The reporter looked up from his laptop where he’d been plinking out the latest chapter in the story of Fortunato’s return, using only approximately three fingers on each hand, but still making pretty good time. He was sitting at the desk in their suite in The Angels’ Bower. Fortunato was reclining on one of the semi-comfortable sofas.

“Sure.”

“Keep an eye on me. If it looks like my heart has stopped beating, call for help.”

Digger frowned. “Okay.”

Fortunato went slack as he used almost the last bit of energy stored in his body to go astral. He hovered above his unconscious form for a moment as Downs went quickly to the sofa. The reporter grabbed Fortunato’s wrist, frowning as he felt for a pulse. He released it after a moment, seemingly satisfied but still looking a little shaken, and moved the ace into a more comfortable position on the sofa, with his legs straight out, his head on a pillow, and his hands placed loosely in his lap. Though the result looked like a corpse waiting for a coffin, Fortunato was touched by Downs unexpected solicitousness, and he smiled as he flew through the closed window and out above the Peaceable Kingdom.

Fortunato had never been to a theme park before, so he had no idea how the Kingdom compared to, say, Disneyland. He suspected that they had the same kind of layout. He went a little higher so that the land below him looked like a Monopoly board, the various properties organized to allow for a smooth flow of people from one part of the park to another.

He’d glanced through the Kingdom’s brochures to familiarize himself with the lay of the land, so at least he knew what he was looking at. In front, to his right, was New Jerusalem, Barnett’s somewhat sanitary reproduction of a portion of that ancient city, containing all the locales relevant to Christ’s life and death—the Via Dolorossa, the Plain of Golgotha, even the rock-hewn Tomb of the Sepulcher—but condensed for the tourist’s convenience. There were also plenty of souvenir shops where T-shirts, coffee mugs, bumper stickers, and necklaces of rough-forged nails like those that pinned Christ to the cross could be purchased.
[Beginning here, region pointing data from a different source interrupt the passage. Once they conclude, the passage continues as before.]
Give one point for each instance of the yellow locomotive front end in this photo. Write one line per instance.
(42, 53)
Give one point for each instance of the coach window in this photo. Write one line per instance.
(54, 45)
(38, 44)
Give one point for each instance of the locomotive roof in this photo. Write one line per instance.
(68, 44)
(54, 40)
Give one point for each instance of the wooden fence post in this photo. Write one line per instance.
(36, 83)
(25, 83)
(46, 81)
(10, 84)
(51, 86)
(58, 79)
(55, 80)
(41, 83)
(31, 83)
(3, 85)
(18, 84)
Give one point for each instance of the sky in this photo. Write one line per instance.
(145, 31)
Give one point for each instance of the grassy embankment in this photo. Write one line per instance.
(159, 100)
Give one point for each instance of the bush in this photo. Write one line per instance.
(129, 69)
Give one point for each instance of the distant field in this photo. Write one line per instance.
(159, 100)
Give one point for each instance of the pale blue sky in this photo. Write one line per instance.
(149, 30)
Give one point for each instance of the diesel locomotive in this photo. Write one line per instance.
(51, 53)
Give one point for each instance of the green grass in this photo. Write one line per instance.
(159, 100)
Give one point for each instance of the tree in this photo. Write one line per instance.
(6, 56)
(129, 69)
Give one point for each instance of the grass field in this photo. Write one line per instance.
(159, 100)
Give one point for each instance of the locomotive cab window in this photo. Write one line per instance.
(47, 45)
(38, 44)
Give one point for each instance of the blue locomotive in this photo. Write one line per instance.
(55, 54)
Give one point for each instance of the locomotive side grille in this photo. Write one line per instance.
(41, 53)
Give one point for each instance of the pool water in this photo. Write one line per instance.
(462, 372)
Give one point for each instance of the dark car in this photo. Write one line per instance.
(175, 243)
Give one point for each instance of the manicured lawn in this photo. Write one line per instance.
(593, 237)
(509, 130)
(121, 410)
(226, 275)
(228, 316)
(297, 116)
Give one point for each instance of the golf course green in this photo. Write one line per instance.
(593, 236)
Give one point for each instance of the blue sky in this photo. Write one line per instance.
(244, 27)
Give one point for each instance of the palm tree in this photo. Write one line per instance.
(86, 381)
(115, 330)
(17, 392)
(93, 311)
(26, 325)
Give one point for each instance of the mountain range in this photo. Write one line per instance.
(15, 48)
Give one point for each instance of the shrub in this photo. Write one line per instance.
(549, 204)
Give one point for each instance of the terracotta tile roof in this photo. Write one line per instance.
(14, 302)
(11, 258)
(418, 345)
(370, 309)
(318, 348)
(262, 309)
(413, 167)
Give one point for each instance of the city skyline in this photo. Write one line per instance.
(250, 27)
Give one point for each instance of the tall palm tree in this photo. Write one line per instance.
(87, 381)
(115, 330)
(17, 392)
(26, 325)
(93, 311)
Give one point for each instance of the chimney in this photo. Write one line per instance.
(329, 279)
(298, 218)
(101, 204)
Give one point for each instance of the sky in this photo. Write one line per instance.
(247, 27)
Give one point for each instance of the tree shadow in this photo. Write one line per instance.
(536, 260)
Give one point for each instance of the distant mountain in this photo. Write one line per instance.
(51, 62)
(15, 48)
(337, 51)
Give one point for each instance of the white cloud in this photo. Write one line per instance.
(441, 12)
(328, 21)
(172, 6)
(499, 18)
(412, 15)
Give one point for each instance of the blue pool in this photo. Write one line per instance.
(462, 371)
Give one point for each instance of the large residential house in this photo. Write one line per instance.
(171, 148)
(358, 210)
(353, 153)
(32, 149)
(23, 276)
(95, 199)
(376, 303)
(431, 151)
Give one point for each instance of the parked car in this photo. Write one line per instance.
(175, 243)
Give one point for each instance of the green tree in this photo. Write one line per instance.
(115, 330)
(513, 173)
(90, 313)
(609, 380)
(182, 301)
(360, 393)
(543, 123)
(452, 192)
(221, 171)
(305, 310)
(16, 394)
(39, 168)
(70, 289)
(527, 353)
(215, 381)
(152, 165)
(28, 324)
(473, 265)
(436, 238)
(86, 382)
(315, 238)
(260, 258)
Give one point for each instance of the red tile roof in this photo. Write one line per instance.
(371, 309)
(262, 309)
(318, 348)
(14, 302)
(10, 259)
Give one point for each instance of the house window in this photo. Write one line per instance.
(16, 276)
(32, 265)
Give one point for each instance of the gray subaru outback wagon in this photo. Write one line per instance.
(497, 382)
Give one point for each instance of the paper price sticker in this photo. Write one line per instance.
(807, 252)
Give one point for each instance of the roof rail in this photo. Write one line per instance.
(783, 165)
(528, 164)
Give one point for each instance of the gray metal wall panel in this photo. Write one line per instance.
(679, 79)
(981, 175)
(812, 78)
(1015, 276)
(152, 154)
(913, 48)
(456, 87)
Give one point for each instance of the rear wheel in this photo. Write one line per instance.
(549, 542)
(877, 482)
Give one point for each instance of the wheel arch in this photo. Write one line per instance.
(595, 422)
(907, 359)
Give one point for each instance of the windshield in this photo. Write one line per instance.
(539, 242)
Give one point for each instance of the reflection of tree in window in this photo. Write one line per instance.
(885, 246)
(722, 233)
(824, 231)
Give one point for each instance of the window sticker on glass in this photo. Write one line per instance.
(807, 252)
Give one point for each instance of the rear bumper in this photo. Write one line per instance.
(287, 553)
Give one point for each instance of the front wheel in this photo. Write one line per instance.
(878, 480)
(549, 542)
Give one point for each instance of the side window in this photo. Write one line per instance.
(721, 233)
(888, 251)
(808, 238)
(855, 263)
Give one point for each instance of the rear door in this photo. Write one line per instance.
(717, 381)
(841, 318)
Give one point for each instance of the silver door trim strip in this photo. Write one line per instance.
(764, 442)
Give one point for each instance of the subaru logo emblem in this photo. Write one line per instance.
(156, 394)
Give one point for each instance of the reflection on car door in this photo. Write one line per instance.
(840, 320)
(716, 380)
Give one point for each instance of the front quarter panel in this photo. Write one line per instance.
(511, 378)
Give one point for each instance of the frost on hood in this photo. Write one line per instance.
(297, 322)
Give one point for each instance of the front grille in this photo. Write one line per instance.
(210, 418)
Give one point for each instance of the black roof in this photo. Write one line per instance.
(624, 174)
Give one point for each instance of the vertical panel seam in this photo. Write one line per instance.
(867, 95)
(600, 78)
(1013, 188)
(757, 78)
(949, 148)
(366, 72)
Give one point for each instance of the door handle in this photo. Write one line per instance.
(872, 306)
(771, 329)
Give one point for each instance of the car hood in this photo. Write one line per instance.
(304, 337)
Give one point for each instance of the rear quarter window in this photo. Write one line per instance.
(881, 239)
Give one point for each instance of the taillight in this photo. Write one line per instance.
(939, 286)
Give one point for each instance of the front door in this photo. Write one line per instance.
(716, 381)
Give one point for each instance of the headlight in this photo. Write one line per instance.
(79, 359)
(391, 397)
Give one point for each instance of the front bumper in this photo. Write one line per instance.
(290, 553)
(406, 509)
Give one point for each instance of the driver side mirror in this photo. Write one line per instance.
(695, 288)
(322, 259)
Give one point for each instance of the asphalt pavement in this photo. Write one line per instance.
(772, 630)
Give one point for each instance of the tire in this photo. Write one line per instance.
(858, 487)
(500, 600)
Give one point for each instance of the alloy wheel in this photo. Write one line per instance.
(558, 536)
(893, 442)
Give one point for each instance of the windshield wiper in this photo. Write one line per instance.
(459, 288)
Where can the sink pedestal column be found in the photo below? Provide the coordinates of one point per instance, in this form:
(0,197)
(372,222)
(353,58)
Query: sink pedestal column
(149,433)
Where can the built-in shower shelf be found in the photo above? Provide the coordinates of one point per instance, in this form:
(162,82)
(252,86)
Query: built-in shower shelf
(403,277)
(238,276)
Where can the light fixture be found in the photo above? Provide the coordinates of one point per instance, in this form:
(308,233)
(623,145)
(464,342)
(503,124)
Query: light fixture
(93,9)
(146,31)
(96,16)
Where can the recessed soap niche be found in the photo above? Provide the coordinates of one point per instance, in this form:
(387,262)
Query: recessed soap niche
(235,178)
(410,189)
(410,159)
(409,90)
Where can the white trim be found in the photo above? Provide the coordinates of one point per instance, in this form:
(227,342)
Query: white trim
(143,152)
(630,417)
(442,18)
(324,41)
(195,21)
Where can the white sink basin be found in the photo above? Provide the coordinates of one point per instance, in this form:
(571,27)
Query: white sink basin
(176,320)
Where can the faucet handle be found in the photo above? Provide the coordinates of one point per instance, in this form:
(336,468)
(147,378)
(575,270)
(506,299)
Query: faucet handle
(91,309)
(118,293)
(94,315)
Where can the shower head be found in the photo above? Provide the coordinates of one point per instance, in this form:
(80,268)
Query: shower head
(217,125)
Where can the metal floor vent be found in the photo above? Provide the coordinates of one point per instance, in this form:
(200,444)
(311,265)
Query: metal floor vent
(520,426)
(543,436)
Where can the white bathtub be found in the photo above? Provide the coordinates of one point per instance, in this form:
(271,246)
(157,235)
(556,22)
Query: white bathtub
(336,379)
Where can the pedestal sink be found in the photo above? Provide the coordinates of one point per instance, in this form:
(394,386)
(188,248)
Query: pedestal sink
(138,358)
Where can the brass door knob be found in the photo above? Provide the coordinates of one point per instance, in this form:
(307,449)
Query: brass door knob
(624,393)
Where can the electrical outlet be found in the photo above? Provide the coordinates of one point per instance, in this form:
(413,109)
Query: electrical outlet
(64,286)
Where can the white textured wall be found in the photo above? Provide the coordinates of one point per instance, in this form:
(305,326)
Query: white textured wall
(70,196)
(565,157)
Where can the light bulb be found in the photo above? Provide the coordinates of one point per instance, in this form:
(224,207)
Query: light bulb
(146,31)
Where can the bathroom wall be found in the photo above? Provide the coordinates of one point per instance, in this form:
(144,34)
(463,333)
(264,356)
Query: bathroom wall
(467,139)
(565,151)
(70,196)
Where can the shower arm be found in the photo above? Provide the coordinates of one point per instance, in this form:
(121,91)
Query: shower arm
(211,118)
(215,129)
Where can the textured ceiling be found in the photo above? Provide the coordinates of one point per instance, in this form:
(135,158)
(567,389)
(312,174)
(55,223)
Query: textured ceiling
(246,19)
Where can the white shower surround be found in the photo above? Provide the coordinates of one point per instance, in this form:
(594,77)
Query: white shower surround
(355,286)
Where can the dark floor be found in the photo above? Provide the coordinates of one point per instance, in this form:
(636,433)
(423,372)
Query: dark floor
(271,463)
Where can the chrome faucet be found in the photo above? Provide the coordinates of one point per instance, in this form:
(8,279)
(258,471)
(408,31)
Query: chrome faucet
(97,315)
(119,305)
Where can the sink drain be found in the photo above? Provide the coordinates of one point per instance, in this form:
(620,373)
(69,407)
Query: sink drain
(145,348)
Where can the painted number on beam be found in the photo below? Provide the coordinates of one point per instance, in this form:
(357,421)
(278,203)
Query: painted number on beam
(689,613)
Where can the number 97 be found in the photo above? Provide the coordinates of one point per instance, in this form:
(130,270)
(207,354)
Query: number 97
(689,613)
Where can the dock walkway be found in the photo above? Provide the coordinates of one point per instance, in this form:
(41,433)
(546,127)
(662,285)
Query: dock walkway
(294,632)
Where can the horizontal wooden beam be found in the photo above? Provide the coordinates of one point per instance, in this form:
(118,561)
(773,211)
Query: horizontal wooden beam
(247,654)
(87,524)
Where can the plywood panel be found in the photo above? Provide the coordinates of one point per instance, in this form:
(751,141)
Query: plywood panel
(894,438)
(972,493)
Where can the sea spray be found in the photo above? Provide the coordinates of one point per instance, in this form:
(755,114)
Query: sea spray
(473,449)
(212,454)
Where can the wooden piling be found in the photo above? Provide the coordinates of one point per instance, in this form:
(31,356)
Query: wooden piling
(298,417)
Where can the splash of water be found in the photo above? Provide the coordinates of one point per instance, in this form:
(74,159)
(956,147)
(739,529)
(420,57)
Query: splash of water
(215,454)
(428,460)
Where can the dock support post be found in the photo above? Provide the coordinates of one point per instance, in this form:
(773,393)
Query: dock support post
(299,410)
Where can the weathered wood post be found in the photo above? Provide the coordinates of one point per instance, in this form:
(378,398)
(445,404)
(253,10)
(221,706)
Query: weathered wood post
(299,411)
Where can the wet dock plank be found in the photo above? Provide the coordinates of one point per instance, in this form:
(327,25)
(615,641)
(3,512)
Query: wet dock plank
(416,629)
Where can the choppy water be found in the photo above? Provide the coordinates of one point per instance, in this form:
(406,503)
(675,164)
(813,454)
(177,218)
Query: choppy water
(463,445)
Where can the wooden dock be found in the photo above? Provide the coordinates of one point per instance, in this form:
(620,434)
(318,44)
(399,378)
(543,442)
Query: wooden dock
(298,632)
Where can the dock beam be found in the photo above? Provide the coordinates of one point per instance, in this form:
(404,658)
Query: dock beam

To his left was Rome of the Martyrs, including a scaled-down version of the Coliseum where various amusements were held, though no Christians were thrown to lions. All entertainments, the brochures said, were in good taste with no blood spilt, but one could still get an idea of the decadent and debauched practices of the pagan Romans. The underground Catacombs, which were obviously not visible from Fortunato’s viewpoint, came complete with grisly scenarios depicting the lives and deaths of the Martyrs, and were also quite popular.